Serialization

Kafka only understands bytes. It can't store a JSON object or a string directly. So before sending, data must be converted to bytes. When reading, bytes must be converted back.

Devloper object message deta h then producer use convert krte h before sending to consumer

Serialization = Object/JSON → Bytes (Producer side, before sending) Deserialization = Bytes → Object/JSON (Consumer side, after reading)

Producer Side — Serialization

Raw Data (JSON Object)  →  Serialize (Convert to Bytes)  →  Kafka Broker (Stores Bytes)

Consumer Side — Deserialization

Kafka Broker (Bytes)  →  Deserialize (Convert to JSON)  →  Consumer (Reads JSON Object)
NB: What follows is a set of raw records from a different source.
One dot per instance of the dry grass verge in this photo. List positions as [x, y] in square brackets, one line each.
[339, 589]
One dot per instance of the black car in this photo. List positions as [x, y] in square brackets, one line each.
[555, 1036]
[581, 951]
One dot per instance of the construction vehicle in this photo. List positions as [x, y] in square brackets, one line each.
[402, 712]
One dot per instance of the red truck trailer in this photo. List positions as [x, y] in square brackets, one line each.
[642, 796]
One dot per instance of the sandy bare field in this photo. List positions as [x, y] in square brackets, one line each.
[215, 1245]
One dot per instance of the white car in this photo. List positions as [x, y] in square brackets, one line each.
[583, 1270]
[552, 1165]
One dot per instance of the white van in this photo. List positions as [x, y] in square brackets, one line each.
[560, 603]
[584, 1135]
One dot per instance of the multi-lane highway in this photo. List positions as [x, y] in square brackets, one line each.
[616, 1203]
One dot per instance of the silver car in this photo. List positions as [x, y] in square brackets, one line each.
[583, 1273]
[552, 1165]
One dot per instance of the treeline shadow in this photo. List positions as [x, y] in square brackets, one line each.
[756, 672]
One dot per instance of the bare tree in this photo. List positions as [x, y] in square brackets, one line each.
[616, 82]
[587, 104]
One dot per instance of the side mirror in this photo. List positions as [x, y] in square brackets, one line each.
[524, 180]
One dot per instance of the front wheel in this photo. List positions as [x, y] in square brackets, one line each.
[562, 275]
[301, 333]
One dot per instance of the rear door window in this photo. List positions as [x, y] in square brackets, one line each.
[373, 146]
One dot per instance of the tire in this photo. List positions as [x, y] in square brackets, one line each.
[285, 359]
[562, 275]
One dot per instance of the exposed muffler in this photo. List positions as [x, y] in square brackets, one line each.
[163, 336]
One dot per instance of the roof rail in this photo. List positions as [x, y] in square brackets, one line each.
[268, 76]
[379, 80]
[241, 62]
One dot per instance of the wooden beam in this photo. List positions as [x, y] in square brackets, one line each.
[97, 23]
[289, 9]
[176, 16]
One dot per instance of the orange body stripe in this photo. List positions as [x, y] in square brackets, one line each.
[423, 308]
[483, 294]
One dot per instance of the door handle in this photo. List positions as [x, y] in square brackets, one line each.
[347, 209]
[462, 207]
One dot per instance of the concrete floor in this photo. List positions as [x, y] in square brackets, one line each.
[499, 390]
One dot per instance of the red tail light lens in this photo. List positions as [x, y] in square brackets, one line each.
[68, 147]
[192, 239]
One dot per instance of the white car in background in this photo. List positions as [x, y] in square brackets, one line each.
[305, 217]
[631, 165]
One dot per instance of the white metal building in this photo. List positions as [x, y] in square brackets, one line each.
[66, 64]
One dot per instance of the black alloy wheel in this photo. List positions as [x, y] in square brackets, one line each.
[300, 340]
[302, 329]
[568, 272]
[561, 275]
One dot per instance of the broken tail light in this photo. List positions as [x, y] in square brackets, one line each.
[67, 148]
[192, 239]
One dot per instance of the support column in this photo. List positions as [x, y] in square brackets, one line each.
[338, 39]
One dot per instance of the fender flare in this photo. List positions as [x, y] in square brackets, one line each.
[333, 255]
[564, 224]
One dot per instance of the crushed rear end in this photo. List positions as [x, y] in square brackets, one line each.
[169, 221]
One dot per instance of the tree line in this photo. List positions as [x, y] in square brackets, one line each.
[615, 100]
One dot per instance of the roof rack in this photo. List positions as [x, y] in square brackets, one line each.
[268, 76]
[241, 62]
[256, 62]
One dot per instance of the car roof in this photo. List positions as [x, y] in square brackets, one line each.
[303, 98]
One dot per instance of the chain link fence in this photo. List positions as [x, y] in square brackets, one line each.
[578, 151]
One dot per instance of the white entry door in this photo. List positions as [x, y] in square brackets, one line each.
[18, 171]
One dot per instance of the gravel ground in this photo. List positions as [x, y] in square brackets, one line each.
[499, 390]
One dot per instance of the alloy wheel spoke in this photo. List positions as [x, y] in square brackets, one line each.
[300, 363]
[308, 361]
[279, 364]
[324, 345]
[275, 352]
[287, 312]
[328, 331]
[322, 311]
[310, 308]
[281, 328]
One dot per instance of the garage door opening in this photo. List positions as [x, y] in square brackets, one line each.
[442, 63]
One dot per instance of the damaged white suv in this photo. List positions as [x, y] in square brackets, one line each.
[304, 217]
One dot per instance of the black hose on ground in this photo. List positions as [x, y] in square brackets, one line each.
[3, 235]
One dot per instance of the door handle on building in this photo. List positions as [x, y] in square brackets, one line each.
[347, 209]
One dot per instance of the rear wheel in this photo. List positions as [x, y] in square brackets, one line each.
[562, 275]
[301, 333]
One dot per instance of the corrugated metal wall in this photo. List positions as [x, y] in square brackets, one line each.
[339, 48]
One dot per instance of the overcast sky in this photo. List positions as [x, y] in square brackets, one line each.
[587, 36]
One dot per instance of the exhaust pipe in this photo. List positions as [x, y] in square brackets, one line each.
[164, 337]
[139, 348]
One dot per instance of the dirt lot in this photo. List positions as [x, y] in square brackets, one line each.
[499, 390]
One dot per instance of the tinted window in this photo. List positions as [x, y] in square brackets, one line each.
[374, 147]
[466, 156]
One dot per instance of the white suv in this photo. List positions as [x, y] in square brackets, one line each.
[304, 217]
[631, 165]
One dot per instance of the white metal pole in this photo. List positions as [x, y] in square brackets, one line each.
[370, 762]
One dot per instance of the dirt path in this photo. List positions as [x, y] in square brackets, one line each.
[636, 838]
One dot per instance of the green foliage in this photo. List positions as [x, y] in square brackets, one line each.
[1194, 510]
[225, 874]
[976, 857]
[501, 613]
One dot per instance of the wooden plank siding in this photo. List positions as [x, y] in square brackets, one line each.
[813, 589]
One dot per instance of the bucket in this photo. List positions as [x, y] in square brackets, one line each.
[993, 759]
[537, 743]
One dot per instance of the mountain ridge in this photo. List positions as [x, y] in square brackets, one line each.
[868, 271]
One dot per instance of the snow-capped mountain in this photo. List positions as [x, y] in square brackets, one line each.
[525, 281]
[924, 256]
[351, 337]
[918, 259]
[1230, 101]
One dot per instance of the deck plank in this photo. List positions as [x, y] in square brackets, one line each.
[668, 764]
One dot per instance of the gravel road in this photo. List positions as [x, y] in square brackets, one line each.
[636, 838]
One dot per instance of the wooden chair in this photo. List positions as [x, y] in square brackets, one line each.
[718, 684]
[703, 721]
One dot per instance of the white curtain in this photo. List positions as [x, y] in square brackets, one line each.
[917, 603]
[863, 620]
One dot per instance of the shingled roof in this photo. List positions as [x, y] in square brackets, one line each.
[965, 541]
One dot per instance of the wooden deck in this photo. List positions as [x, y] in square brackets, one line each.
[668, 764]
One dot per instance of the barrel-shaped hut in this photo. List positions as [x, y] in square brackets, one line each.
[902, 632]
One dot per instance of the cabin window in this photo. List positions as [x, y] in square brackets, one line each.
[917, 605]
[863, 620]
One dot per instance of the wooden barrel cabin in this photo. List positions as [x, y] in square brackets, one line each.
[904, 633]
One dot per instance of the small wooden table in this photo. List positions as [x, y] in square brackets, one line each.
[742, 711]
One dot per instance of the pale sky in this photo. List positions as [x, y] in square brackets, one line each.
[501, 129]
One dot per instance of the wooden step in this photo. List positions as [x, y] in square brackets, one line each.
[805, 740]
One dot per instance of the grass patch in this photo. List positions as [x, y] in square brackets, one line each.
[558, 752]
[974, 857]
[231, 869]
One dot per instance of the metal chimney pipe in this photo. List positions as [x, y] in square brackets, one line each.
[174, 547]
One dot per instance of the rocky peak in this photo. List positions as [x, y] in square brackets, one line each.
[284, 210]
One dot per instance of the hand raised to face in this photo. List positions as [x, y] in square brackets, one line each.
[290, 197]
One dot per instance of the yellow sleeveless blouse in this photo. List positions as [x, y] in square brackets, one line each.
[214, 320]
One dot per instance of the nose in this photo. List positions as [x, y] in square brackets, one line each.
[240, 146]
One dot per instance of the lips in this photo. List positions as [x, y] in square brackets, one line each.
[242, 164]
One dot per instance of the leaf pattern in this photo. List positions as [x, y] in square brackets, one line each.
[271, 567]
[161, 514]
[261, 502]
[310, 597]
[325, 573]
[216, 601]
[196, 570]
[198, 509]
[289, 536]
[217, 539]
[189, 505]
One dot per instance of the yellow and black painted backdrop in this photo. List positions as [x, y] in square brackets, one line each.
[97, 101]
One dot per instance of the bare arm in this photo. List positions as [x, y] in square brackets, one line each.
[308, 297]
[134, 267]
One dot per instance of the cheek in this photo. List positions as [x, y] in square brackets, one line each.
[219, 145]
Simple analogy: It's like sending a file over WhatsApp. Your phone compresses/encodes it before sending (serialize), and the receiver's phone decodes it back (deserialize). The network in between only sees raw binary — it doesn't care what's inside.

Why does this matter?

Common Serializer formats

Format When to use
String Simple text, log messages
JSON Most common — easy to read, flexible
Avro Schema-enforced, compact binary, best for production at scale
Protobuf Google's format, very fast and compact

Events are appended to the end of a partition — Kafka never overwrites old messages. This is why Kafka is so fast — appending to a log is one of the cheapest operations a disk can do.

Consumer Groups

A Consumer Group is a group of consumers that work together to read from a topic. Instead of one consumer reading everything, the work is split across multiple consumers in the group.

The rule: Each partition is assigned to only one consumer in a group at a time.